Ongoing History of New Music

Ongoing History Daily: The Concept of Selling Out

Back in the day, you almost never heard well-known songs in TV commercials.  But then in the 80s, things began to change. 

The turning point was a Nike commercial in March 1987 that used the original version of the Beatles’ “Revolution.”  People were aghast, but after that campaign, there was no going back.  A new industry was created of companies whose sole purpose was to negotiate through the legalities of using a well-known song in a commercial campaign. 

Today, using a song to sell your product or service is pretty much the norm.  In the age of cratering music sales, licensing songs has become an extremely important alternate source of revenue.

Alan Cross

is an internationally known broadcaster, interviewer, writer, consultant, blogger and speaker. In his 40+ years in the music business, Alan has interviewed the biggest names in rock, from David Bowie and U2 to Pearl Jam and the Foo Fighters. He’s also known as a musicologist and documentarian through programs like The Ongoing History of New Music.
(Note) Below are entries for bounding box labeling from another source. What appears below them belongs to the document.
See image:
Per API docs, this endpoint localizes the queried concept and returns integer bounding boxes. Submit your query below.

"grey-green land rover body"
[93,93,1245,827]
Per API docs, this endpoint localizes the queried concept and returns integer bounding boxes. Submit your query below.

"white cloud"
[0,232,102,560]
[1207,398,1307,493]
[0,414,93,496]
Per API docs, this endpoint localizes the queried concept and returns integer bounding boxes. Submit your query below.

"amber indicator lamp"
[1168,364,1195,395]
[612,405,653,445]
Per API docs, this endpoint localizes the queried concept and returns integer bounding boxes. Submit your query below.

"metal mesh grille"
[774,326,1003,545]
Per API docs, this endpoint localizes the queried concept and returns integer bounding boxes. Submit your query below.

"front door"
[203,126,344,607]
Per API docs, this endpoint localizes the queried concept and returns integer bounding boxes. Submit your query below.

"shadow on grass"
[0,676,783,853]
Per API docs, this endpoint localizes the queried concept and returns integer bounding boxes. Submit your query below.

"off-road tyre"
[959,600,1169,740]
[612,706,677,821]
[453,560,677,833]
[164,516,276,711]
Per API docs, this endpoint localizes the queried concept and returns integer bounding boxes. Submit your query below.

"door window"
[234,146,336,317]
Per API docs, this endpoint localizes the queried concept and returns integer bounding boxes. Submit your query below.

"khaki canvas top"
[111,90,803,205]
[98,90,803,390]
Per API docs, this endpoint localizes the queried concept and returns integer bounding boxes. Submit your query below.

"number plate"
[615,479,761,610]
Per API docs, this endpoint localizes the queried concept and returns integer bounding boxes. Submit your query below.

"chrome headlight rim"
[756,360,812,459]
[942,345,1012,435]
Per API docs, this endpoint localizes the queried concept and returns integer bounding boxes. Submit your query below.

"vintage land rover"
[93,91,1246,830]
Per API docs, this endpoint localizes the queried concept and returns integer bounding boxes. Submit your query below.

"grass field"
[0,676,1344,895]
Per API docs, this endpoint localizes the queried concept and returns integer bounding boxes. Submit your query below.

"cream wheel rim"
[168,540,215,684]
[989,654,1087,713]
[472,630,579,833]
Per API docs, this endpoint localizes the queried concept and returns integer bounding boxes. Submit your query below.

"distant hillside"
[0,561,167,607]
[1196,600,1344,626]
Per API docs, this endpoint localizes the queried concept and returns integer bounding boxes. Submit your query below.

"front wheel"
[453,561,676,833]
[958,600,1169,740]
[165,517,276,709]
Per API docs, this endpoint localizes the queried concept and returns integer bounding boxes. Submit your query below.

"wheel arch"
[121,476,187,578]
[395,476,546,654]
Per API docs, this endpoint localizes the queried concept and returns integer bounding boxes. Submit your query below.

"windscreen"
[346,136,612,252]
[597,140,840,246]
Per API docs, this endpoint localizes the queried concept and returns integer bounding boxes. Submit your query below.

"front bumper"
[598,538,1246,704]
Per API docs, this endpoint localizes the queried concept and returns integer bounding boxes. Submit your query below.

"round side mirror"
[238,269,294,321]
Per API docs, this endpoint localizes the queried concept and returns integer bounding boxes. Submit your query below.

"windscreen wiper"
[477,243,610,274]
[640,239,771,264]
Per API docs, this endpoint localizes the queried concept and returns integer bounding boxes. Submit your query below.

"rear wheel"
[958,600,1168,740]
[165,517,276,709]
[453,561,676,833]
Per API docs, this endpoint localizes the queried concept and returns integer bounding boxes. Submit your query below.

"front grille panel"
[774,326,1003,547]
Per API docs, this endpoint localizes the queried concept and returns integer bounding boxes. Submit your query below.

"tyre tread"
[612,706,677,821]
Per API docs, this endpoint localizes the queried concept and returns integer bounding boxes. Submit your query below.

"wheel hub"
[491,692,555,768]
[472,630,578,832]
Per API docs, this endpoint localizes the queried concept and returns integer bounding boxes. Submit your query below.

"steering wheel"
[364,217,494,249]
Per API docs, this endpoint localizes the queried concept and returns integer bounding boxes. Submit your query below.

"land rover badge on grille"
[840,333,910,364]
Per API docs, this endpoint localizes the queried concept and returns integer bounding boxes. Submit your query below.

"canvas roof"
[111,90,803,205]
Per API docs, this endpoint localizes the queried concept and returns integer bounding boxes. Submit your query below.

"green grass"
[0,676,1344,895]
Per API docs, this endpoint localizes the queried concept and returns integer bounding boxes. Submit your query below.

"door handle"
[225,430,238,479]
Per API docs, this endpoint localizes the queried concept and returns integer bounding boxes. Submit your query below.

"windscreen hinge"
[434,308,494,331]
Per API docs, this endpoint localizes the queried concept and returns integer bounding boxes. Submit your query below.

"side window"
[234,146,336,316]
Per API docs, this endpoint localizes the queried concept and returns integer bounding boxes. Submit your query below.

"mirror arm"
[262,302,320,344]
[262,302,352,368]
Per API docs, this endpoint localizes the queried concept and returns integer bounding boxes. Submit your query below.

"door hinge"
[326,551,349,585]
Alan Cross has 37821 posts and counting. See all posts by Alan Cross

One thought on “Ongoing History Daily: The Concept of Selling Out

  • Back in 1987, though, The Beatles did not give Nike permission to use “Revolution” in their commercials, so they sued (and settled out of court later). Now, if you used “Rock and Roll” from Led Zeppelin that was used to advertise Cadillac in 2000, that’s a different story.